Some Roads are Just Closed

Years ago, my wife and my best friend and I piled into my old Nissan and decided to see the American West. Oregon-California-Nevada-Arizona-Utah-Idaho and back home again. Ten days, a little bit of sunshine and some good friends.

Crescent City, San Francisco, Las Vegas--we hit some great spots. I'll never forget cresting the Sierra Nevadas and coasting down an 8% grade clear into Death Valley, about twenty-four inches from certain death off the right side of that car.

If you're a longhaul trucker and that's your route? You deserve a raise, friend.

Anyway, a few days into our trip we were trying to get into Vegas. Kris, our backseat navigator, found a great route just south of Lake Tahoe. The map said the road would be open after March 1. It was well after March 1.

Guess what?

That road was fucking closed.

We arrived just after dark. Tahoe shined in the distance and there was a metal gate with a padlock and a sign on it, and the road had a glacier on it. I swear, there was ten feet of snow on that road.

It was a bit more than the Sentra could handle.

I was righteously pissed.

"That map said it would be open! Rand McNally's full of shit, man!"

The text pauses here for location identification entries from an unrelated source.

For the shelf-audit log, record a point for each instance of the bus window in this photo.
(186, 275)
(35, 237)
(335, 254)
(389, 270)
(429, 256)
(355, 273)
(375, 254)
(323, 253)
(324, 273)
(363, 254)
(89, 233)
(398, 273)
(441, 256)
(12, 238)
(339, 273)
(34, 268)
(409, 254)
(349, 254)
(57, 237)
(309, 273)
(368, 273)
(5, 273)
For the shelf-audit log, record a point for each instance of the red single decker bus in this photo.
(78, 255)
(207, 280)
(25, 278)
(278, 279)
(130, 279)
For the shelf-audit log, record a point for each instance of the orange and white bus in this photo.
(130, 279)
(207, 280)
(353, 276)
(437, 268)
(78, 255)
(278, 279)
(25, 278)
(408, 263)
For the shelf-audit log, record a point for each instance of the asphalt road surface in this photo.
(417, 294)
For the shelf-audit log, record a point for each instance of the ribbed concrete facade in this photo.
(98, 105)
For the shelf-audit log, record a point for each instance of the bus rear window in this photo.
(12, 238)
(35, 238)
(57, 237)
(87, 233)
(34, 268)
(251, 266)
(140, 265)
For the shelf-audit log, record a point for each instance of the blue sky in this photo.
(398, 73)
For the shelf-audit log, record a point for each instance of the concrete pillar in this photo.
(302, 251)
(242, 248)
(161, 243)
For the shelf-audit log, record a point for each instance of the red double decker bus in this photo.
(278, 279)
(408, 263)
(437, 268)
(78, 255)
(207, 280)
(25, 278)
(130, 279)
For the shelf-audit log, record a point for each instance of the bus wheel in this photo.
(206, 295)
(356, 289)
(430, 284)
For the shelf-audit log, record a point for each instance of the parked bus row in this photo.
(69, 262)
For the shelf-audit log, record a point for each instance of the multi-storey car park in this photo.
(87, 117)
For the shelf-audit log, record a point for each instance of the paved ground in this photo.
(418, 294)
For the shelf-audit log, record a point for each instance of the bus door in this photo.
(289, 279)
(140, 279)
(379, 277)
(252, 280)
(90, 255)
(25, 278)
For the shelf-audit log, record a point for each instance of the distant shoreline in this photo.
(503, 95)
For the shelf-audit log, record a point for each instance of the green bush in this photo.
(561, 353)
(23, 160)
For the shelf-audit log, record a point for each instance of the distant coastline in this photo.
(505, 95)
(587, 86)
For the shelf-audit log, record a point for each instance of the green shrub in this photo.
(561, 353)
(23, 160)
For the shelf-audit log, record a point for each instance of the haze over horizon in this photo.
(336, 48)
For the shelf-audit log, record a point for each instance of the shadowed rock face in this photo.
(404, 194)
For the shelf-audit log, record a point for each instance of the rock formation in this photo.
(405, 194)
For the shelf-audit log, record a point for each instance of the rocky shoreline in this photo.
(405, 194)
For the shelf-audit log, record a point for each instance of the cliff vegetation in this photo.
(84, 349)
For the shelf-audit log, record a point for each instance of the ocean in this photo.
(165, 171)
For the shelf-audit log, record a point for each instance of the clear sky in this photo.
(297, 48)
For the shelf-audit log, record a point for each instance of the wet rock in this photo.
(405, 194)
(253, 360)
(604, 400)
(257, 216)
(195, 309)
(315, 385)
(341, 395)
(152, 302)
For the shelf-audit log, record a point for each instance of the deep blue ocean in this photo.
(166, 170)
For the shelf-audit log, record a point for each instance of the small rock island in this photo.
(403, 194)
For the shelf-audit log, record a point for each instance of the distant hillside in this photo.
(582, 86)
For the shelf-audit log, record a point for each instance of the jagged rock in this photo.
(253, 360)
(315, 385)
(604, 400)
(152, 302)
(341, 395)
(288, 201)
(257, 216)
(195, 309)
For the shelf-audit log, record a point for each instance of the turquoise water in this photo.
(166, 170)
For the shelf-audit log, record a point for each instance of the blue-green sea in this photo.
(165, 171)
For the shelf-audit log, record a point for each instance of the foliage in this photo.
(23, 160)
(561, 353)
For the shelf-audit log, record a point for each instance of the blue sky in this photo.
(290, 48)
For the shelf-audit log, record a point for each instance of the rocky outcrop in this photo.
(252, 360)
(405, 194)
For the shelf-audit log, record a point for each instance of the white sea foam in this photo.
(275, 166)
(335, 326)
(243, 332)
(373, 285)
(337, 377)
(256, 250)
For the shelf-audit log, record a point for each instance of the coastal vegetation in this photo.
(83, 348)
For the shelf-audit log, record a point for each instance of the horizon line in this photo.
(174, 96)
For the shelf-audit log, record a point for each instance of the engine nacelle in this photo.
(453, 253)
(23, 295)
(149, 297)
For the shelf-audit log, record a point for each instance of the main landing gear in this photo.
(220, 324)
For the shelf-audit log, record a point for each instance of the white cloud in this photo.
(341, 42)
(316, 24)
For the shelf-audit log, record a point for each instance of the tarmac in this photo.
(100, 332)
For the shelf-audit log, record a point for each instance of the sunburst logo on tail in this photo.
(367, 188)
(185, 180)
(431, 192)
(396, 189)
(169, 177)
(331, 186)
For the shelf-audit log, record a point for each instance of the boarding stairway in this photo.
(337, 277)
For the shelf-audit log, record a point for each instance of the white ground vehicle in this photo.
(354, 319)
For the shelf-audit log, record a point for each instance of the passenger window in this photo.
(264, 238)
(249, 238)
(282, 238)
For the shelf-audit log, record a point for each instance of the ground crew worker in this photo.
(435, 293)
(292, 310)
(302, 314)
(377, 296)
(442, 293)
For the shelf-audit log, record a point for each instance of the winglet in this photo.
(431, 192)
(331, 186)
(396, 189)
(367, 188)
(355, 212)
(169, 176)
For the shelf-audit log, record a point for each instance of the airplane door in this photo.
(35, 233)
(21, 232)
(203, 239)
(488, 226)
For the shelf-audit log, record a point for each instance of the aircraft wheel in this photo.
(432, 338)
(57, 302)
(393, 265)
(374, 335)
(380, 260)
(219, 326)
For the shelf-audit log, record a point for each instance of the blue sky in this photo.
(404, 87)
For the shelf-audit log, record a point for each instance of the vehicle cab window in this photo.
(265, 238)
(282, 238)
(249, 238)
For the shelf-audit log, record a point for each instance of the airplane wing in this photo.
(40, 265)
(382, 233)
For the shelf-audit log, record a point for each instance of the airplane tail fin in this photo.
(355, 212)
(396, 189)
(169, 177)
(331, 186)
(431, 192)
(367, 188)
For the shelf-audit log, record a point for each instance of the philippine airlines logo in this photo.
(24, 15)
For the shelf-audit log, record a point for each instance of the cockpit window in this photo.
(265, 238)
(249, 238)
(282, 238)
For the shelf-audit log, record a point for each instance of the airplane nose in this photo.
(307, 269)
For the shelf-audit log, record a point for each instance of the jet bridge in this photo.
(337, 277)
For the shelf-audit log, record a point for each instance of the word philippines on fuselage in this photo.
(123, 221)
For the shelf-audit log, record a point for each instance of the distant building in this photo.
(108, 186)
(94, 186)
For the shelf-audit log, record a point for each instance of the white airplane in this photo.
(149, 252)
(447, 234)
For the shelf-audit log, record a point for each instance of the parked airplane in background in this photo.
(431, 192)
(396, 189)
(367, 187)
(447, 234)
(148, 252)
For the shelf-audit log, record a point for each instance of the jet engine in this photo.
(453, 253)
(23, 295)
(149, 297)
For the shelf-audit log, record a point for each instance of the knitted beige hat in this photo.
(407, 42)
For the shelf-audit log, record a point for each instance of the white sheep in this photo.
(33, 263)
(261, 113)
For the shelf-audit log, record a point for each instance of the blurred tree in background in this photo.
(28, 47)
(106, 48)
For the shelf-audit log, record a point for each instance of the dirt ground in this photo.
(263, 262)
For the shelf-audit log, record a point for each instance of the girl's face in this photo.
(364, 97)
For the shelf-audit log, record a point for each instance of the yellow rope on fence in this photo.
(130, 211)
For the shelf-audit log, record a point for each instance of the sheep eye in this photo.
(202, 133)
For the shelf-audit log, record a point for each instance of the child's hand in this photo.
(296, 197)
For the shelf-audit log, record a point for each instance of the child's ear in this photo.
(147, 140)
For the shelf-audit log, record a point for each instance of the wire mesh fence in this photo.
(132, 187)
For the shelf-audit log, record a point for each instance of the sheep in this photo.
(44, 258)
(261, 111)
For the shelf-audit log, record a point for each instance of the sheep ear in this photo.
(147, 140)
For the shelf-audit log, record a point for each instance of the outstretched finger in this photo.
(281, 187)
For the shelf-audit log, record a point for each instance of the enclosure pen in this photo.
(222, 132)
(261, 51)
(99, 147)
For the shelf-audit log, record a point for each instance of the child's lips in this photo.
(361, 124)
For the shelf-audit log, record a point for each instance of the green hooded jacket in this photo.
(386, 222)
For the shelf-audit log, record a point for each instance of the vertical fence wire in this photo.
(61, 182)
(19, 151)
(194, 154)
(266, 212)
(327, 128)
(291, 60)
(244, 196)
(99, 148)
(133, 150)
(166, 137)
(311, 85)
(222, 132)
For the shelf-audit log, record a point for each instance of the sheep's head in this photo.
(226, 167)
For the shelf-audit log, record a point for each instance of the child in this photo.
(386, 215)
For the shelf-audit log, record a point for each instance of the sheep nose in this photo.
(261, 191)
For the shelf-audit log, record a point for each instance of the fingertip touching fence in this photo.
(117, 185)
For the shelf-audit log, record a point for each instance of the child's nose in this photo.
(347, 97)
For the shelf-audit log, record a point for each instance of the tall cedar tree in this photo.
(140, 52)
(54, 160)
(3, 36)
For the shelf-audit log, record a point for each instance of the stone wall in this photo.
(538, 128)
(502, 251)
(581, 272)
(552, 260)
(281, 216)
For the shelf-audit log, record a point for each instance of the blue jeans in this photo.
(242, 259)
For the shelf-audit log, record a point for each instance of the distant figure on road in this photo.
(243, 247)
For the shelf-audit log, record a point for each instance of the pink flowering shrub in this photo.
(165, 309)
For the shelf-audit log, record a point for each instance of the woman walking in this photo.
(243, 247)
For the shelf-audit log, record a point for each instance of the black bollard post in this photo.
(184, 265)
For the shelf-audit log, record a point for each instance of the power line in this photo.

"Look at all that snow! Some roads are just closed!" my wife and my buddy said.

I fumed and we re-routed and drove five extra hours out of our way. Nine times I wanted to stop in the little tumbleweed towns and Norman-Bates-style motels to crash for the night, but Jeanne and Kris said we had to keep our schedule.

I drove and they laughed about it, and eventually I did too. We coasted into Bishop and found some kamikazes and an all-night diner (where we were pretty sure we were going to be eaten--the premise of one of my early short stories, "Dinner at Shorty's") and had one of those glorious, gut-busting moments at the table that we still laugh about when we get together here in Florida every May.

I can't hear the phrase "hog and jog" to this day without snickering.

Anyway, my point here is that the trip was much better for the improvisation. I'll never forget that night in Bishop, and I doubt I would have remembered it as fondly if we'd taken an easier route.

Life is filled with delightful detours, and some roads are just closed.

The trick is to be thankful for the ones that are open--and to be thankful for your fellow travelers.

On Fridays, my road often brings me to Dunkin Donuts. My companion is Lyla--a light and a blessing in our lives. She goes to her favorite chair and we get messy together over crullers and chocolate milk. It probably doesn't sound like much of a road to some, but it's the best I'll ever travel.

And it's easy, sometimes, to overlook that. I probably never say it enough, but I couldn't be more thankful for the roads that have delivered me to the place I am today.